Olia Larson obituary
In our last weeks issue we made mention of the death of Mrs. Olia Larson, after a long and trying illness. She was one of the early settlers that did her share in transforming this locality from a wilderness with its savages to a desirable habitation for the modern home of today. Her lot was not that of merely making a livelihood but the rearing of a family when schools and churches were few and far between. It has been said that a woman's place is in the home and indeed no one can take her place there but her influence and motherly affections and advice reaches out beyond the confines of the homestead, the school and even that of churches, as she instills into tender lives of her little flock the right principles and scared admonitions that bears fruit in later years. Mrs. Larson filled her place and accomplished her work successfully having reared a family of noble men and women that are a credit to any community.

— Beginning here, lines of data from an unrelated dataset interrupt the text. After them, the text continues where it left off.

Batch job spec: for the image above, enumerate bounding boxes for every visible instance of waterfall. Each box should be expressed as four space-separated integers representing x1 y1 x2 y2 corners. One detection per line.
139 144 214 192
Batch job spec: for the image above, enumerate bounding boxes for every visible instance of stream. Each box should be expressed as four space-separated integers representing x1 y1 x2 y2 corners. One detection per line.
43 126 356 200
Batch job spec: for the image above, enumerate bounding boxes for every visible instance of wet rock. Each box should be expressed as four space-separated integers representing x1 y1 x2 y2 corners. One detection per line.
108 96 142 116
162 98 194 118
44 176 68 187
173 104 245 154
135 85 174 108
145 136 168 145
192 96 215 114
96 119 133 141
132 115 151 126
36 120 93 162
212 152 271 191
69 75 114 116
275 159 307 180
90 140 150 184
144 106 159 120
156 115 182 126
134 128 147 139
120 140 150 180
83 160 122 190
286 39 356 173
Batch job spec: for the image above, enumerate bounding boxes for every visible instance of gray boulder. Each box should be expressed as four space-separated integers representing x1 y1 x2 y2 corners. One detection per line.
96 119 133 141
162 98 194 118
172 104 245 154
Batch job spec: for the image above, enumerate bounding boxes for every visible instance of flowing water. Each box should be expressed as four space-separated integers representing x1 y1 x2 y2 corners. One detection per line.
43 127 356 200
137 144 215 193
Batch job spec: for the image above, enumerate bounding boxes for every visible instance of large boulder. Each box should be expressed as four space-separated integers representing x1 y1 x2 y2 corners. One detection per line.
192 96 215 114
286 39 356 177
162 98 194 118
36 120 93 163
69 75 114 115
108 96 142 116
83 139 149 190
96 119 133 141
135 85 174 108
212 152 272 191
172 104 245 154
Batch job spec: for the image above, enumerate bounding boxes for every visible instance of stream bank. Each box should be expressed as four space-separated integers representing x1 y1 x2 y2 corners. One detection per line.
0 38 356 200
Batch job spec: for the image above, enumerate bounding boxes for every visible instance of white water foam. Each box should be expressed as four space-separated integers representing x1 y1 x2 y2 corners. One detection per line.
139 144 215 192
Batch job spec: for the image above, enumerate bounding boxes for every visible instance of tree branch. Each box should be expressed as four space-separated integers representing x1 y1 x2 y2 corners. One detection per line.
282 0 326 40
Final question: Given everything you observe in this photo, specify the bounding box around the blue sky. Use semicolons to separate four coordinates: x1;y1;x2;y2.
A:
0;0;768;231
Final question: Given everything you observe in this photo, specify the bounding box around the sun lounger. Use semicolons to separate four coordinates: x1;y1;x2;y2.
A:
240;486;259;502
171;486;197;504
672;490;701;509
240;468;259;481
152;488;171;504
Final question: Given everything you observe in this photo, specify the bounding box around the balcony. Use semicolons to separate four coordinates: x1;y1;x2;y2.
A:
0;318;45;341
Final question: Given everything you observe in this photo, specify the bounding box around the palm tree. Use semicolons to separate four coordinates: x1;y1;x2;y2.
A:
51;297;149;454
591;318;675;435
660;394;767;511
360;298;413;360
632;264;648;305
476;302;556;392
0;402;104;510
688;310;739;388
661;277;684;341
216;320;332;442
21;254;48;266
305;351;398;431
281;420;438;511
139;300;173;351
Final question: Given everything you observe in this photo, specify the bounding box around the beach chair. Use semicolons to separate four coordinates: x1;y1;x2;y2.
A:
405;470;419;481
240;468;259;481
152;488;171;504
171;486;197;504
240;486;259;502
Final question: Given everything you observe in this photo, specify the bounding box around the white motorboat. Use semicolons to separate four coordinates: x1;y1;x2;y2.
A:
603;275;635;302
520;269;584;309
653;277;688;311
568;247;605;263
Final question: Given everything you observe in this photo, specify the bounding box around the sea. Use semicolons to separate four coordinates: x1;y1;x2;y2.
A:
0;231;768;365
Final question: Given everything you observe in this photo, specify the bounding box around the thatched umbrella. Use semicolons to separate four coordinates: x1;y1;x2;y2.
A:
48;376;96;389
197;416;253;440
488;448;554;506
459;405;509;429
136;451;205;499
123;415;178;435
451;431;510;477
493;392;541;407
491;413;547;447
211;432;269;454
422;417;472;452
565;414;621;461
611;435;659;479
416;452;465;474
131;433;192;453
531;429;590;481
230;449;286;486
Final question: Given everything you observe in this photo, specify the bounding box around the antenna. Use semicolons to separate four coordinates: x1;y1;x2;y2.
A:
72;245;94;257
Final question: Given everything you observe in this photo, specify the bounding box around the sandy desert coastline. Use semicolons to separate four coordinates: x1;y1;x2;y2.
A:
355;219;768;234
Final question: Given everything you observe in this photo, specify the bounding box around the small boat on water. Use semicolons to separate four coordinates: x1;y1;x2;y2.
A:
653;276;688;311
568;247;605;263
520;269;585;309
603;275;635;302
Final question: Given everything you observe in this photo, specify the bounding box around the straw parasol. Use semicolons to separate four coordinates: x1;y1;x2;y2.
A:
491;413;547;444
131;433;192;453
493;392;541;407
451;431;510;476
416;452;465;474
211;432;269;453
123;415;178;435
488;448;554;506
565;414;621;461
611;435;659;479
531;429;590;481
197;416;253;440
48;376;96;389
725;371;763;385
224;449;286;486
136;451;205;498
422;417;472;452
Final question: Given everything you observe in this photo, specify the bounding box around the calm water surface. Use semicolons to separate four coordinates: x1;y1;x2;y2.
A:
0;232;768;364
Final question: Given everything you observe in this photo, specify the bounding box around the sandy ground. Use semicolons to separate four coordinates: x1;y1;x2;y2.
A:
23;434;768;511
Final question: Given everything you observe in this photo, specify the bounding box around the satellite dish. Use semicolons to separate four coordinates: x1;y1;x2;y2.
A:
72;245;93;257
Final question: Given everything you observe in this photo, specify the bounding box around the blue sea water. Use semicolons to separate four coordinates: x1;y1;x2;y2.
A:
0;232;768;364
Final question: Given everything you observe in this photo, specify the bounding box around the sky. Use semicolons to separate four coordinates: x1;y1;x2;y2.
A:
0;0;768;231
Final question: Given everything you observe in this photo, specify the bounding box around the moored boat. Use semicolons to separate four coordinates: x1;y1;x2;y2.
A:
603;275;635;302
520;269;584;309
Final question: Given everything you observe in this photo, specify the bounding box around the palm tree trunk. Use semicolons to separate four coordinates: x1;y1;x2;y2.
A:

Mrs. Olia Larson was born in Sooler, Norway Jan. 6, 1830 and was the daughter of Mr. and Mrs. Lars Teglesrud. In the year of 1854 she was united in marriage to Martin Larson and 10 years later, she with her husband and family immigrated to this country and located in Mitchell County, Iowa, and a year or two latter settled on the homestead southwest of Lyle, and there made their permanent home. The home was, at first a crude little log cabin, but in later years was supplanted by a modern dwelling. Their union was blessed by nine children. Those surviving the mother are Lauritz of Battineau, N. D.; Charles of Battle Lake, Alberta, Canada; Mrs. Chris Johnson of Lyle, Mrs. Theo. Arneson of Mitchell County, Oliver Larson of the homestead; John M. Larson of Marion, N. D.; and Hannah of Kenniston, N. D.
The deceased was in poor health for years, suffering with nervousness and old age. During the past year and half she has made her home with her daughter, Mrs. Chris Johnson. Her death occurred Wednesday, Oct. 19th at midnight.
The funeral was held Saturday afternoon and interment was made in the Pleasant Hill cemetery, with Rev. Esser officiating.